Non si placano le polemiche sul nuovo impianto che dovrebbe sorgere presso l’ex Adelchi, che vedono da un lato l’Amministrazione comunale -favorevole- e dall’altro un gruppo di cittadini, nettamente contrari

 

Non si arrestano le polemiche sulla creazione dell’impianto di compostaggio a Tricase. Posizioni sideralmente opposte quelle che dividono fautori e detrattori del progetto. Per l’assessore alle Politiche del Lavoro del Comune di Tricase Sergio Fracasso la questione è chiara: la creazione di un impianto di dimensioni medio-piccole che accoglierebbe circa 25-30mila tonnellate di rifiuti l’anno può portare solo vantaggi: in primo luogo si scongiurerebbe il pericolo del pagamento dell’ecotassa, evitando il conferimento dei rifiuti in provincia di Taranto con costi notevoli che graverebbero sulle tasche dei contribuenti; in secondo luogo il trasporto avverrebbe con due camion di grossa portata e quattro piccoli mezzi che non arrecherebbero disagi alla popolazione, ciò anche in virtù del fatto che l’impianto sorgerebbe fuori dal centro abitato, nei capannoni dell’ex Adelchi (a tal proposito l’Ato ha già pronti un milione e 400mila euro per la sua costruzione. 

Nelle dichiarazioni dell’assessore Fracasso le rassicurazioni arrivano poi sul piano ambientale e occupazionale: “La trasformazione di rifiuti organici non causa inquinamento atmosferico, avvenendo attraverso un processo biologico aerobico che decompone sostanze organiche come avviene in natura.
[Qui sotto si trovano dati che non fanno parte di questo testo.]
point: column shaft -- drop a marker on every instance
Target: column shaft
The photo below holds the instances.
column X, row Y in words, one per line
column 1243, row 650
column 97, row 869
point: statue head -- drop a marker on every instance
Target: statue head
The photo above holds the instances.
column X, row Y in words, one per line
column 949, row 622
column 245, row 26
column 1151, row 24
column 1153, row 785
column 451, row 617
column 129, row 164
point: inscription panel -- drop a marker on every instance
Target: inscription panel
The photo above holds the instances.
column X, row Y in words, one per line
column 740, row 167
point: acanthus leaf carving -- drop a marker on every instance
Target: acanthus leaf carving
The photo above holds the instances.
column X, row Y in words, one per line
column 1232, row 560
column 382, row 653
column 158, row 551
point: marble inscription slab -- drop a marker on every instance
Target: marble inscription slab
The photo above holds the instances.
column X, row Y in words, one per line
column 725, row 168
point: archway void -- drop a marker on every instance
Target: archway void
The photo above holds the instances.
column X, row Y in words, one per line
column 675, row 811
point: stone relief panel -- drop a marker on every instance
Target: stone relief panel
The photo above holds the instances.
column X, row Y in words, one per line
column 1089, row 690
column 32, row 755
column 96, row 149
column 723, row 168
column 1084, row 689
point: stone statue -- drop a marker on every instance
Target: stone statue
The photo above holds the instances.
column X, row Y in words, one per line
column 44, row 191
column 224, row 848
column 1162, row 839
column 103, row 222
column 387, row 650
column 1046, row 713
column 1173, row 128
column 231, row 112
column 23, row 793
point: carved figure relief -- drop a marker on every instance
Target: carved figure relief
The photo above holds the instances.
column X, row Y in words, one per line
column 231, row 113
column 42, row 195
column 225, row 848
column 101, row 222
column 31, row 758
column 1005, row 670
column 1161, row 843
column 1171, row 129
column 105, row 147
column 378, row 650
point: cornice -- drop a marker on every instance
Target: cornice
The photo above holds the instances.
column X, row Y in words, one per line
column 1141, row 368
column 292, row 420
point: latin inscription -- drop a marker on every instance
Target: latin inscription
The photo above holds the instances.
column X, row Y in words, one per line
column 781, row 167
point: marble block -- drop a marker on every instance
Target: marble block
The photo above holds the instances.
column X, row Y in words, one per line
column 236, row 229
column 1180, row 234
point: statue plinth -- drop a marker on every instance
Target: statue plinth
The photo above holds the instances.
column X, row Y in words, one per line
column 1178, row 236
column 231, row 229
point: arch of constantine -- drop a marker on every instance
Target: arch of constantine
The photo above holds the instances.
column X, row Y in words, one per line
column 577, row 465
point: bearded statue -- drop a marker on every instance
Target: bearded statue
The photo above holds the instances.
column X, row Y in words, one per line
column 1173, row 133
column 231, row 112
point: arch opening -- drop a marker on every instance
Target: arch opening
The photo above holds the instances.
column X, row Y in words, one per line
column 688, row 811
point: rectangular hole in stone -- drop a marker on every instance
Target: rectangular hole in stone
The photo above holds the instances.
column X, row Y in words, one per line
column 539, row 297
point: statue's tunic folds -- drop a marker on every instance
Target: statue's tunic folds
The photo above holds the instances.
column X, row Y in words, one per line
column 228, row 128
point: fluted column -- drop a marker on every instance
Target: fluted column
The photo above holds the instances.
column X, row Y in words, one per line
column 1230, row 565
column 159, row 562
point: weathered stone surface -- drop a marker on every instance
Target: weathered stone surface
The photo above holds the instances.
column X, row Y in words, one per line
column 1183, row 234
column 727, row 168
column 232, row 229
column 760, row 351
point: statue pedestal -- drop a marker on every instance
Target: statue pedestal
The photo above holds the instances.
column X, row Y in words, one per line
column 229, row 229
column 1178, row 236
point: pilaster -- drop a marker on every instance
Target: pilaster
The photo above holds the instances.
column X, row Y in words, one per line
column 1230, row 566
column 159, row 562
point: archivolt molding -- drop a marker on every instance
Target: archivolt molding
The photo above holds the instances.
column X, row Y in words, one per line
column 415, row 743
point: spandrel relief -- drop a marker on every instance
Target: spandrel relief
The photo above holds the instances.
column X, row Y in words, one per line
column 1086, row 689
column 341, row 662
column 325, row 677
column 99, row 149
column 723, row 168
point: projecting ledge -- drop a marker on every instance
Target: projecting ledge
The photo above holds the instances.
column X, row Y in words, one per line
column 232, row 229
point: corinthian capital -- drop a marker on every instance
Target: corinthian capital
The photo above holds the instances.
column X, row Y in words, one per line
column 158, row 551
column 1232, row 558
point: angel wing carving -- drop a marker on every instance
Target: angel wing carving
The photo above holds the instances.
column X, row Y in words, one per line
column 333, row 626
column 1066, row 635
Ultimo vantaggio ventilato è quello dell’occupazione -conclude l’assessore, grazie all’impianto infatti ci sarebbero nuove opportunità di lavoro”. 
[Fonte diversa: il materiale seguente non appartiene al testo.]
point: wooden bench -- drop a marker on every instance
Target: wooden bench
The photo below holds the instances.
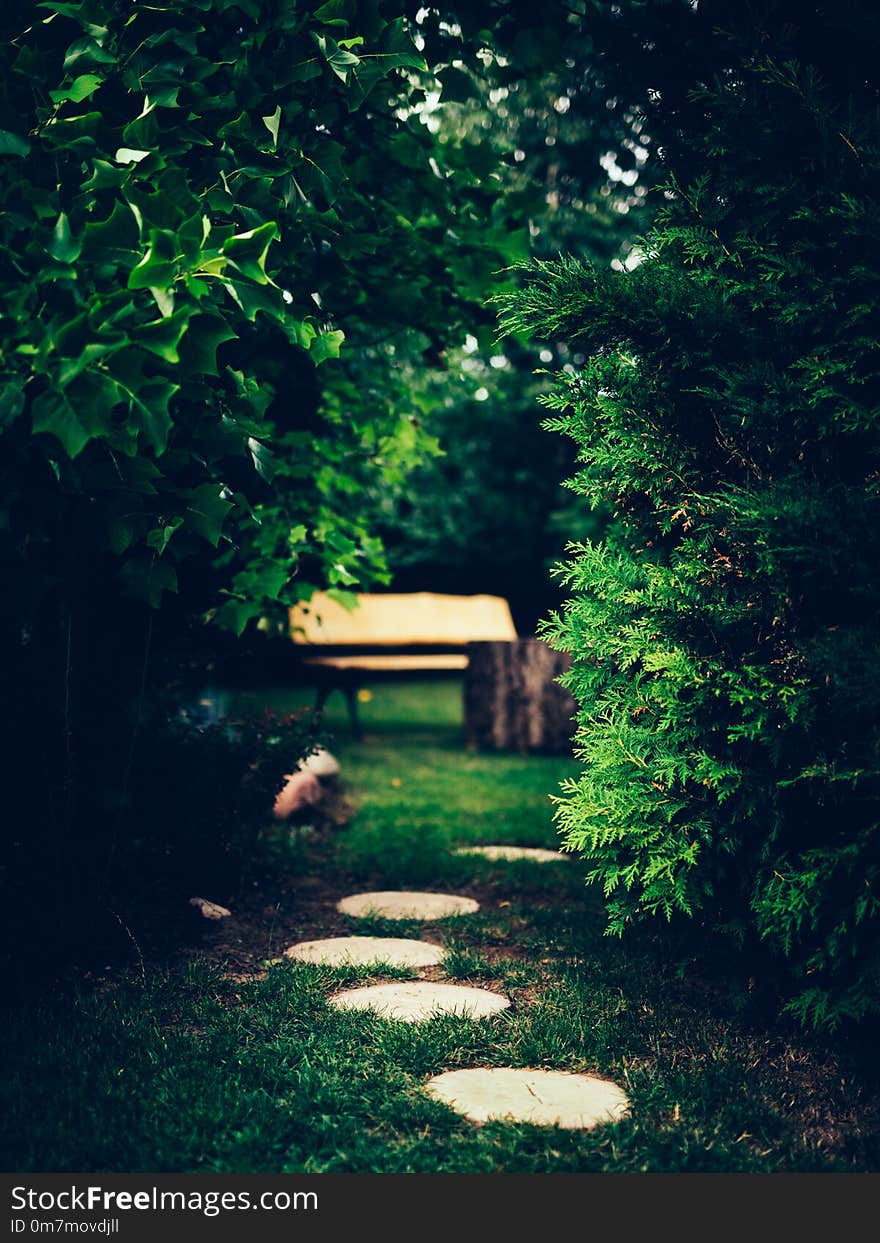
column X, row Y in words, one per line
column 429, row 632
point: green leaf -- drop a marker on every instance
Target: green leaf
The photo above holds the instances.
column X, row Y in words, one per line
column 163, row 336
column 157, row 269
column 87, row 51
column 146, row 578
column 336, row 13
column 11, row 144
column 149, row 403
column 129, row 155
column 326, row 346
column 272, row 124
column 235, row 614
column 206, row 512
column 262, row 458
column 62, row 246
column 348, row 599
column 247, row 250
column 158, row 537
column 199, row 347
column 80, row 88
column 11, row 400
column 54, row 414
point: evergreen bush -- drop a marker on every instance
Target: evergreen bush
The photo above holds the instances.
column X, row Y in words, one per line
column 725, row 628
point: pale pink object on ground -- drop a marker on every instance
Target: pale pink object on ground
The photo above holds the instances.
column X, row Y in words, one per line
column 302, row 789
column 545, row 1098
column 407, row 905
column 420, row 1001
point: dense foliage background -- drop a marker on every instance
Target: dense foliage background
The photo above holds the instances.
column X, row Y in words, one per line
column 725, row 629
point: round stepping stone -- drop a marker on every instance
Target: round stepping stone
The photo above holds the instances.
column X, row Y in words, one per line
column 343, row 951
column 532, row 853
column 403, row 905
column 419, row 1002
column 543, row 1098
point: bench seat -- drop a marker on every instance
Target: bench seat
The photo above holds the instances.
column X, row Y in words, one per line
column 338, row 645
column 375, row 663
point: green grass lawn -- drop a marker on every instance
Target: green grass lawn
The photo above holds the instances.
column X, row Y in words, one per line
column 183, row 1069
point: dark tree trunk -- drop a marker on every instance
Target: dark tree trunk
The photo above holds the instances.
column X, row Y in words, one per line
column 512, row 701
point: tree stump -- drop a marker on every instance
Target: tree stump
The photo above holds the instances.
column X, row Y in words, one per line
column 512, row 701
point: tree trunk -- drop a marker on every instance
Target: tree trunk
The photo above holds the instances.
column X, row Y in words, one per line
column 512, row 701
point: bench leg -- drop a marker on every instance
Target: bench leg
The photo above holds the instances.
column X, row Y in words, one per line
column 321, row 700
column 352, row 699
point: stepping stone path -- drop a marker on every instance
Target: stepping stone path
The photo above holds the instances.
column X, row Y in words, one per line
column 532, row 853
column 545, row 1098
column 343, row 951
column 420, row 1001
column 404, row 905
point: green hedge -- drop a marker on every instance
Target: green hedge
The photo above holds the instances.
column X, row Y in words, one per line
column 725, row 632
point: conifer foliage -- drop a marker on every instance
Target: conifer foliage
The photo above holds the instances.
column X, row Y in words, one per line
column 725, row 630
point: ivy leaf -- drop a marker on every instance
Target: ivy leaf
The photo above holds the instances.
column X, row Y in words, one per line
column 146, row 578
column 163, row 336
column 11, row 144
column 337, row 57
column 52, row 413
column 199, row 347
column 326, row 346
column 157, row 269
column 206, row 512
column 235, row 614
column 158, row 537
column 80, row 88
column 247, row 250
column 62, row 246
column 262, row 458
column 272, row 124
column 151, row 405
column 129, row 155
column 11, row 402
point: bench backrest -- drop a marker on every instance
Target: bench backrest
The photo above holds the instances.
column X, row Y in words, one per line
column 412, row 619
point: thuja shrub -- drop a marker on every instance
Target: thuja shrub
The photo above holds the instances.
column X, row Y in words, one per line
column 725, row 630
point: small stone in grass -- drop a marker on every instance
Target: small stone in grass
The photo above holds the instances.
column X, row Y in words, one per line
column 543, row 1098
column 209, row 910
column 420, row 1001
column 506, row 853
column 321, row 763
column 405, row 905
column 301, row 789
column 339, row 951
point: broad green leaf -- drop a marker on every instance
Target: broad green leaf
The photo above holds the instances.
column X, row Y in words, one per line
column 117, row 233
column 11, row 144
column 54, row 414
column 129, row 155
column 325, row 346
column 199, row 347
column 272, row 124
column 62, row 245
column 158, row 267
column 162, row 337
column 247, row 250
column 87, row 51
column 149, row 404
column 262, row 458
column 146, row 578
column 336, row 13
column 158, row 537
column 206, row 512
column 80, row 88
column 11, row 400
Ma parte della cittadinanza non ci sta e in una lettera  destinata a Regione Puglia, Provincia di Lecce, Ato, Asi, Asl Lecce, Comuni di Tricase, Miggiano, Montesano e Specchia, un gruppo di cittadini spiega le ragioni del dissenso e reclama processi più partecipati su decisioni di rilievo. In primo luogo puntano il dito sulla scelta dei capannoni dell’ex calzaturificio sia in quanto zona di espansione industriale -con conseguenti danni per le aziende già presenti-, sia perché insistenti su una strada di ingresso alla Città dove i mezzi pesanti creerebbero disservizi in fatto di traffico. Le preoccupazioni messe nero su bianco coinvolgono anche la questione ambientale, nonché il destino stesso del luogo in cui dovrebbe sorgere l’impianto. “Gli stabili -si legge nella lettera- non sono di proprietà comunale, ma oggetto di una imminente asta immobiliare. Quindi, conclude la lettera, il Comune starebbe spendendo denari senza avere la certezza che chi gestirà l’impianto riesca ad acquistare all’asta i capannoni”.